MAGGIE Moodie knows what it feels like to be miserable at work.

Although she loves Morton Fraser, the law firm she joined from HBJ Gateley Wareing (now Addleshaw Goddard) nine years ago and recently became chairman of, there was a point at the beginning of her career when going to work filled her with dread.

“A very long time ago I was very unhappy at work,” she explained. “You hear about the Sunday blues but I was having the Friday night blues because Friday meant it was the weekend and that meant that it would soon be Monday again.

“I think Morton Fraser is a great place to work right across the board and I want to make sure that it continues to be a great place to work.”

For this reason Ms Moodie, who succeeded Linda Urquhart as chairman of the firm earlier this year, is making agile working the main focus of her three-year term in the leadership role.

As opposed to flexible working, which is individually negotiated and, as Ms Moodie stressed, “we have to offer to our staff anyway” under employment laws, agile working is more revolutionary in scope.

Though it is implemented differently depending on the employer, in essence the concept involves allowing employees to decide exactly where, when and how they carry out their work – so long as there is no negative impact on productivity or service.

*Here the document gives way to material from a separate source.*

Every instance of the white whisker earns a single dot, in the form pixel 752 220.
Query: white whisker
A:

The point, said Ms Moodie, is “to have a happier workforce”, although there are benefits for the firm too.

“One of the things that we keep seeing in terms of agile working is that, counter-intuitively, productivity goes up, although that’s not the point of it, it’s a by-product,” she added.

This shift in working practices is being driven by the demands of the younger generation entering the workforce who, Ms Moodie said, “have a much more balanced view of life and what they want to do”.

For firms like Morton Fraser this means that big salaries and the promise of partnership are no longer enough to entice the bright young things into the fold, with agile working being seen as a way of addressing their needs while also improving the lot of those already in the business.

“To continue to attract the best people and talent you’ve got to recognise that money is important but that it’s not the most important thing – no-one will die saying ‘I wish I’d spent less time with my family’,” Ms Moodie said. “For us it is about getting the best out of people and making sure they can be the best they can be.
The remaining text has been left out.